Uma obra de ficção, a tal "República Sindicalista", muito mais sofisticada que o "estado policial" forjado recentemente pela revista Veja e o presidente do Supremo Tribunal Federal, Gilmar Mendes, para defender o banqueiro Daniel Dantas. Mas a linha era mais ou menos a mesma: um assalto à democracia em nome de "defender a democracia".

O mito da "República Sindicalista" se esboroou no primeiro de abril de 1964, quando um regime constitucional foi derrubado sem um tiro sequer. Um assalto em que embarcaram os principais orgãos de imprensa do Brasil, inclusive O Globo, a Folha de S. Paulo e O Estado de S. Paulo -- este último, ao lado da Veja, do Jornal do Brasil e da imprensa nanica pagariam um preço muito alto, mais tarde, por causa da censura.

Os três jornalões que restaram são, até hoje, prisioneiros dessa contradição: dizem defender a democracia tendo sido cúmplices do maior atentado contra ela na História recente do Brasil. É de se esperar, portanto, que exibam vez ou outra traços de nostalgia.

LEIA AQUI O EDITORIAL DE "O GLOBO" CELEBRANDO O GOLPE DE 64

LEIA AQUI COMO A TENTATIVA DA "FOLHA" DE REESCREVER A HISTÓRIA NÃO É NOVA

OUÇA AQUI A ENTREVISTA DA HISTORIADORA QUE DIZ QUE A "FOLHA" TEM ESQUELETOS NO ARMÁRIO

Não se enganem: o regime de 64 foi concebido na Escola Superior de Guerra (ESG), obedecia a lógica da Guerra Fria dos Estados Unidos e implantou um aparato de força milimetricamente organizado na melhor (ou pior, dependendo do ponto-de-vista) tradição dos militares. Quem acha que a tortura foi "eventual" ou "acidental" não sabe do que está falando. A tortura foi uma ferramenta política e policial para intimidar e eliminar adversários e foi apenas o lado mais perverso de um estado policial. O conceito de "inimigo interno", inventado pela Doutrina de Segurança Nacional, ainda hoje está entre nós. Quem chiou contra o Brasil imaginado pelos militares foi defenestrado, especialmente depois de 68, independentemente de ser de direita ou de esquerda. Falar em "ditabranda" é, pois, um desserviço à democracia.
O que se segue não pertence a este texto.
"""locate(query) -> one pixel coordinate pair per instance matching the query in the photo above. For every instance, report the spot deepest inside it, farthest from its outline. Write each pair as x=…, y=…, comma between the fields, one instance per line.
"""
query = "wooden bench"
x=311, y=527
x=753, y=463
LEIA AQUI, EM PORTUGUÊS, PARTE DO ARQUIVO QUE REGISTRA O APOIO DE WASHINGTON AO GOLPE

LEIA AQUI, EM INGLÊS, TODO O ARQUIVO

Tendo a esquerda na América Latina chegado ao poder dentro das regras democráticas, não dá para entender é que, de repente, essas regras não sirvam mais. Ou que se comece a inventar um "estado policial" para atentar contra elas. Um amigo direitista -- na tradição de meu pai, que chegou a ser um rico empresário comunista, eu também tenho amigos direitistas -- outro dia se dizia preocupado com a possibilidade de um terceiro mandato do Lula. É o sonho de consumo da elite: que o Lula tente um terceiro mandato para ser acusado de "ditador".

De gozação, lembrei a meu amigo tucano: eu não me lembro de você ter chiado quando o Sarney ampliou seu mandato de quatro para cinco anos ou quando o FHC "comprou" a reeleição. Ele riu, sem graça. Que poder de turvar a memória têm os interesses políticos conjunturais!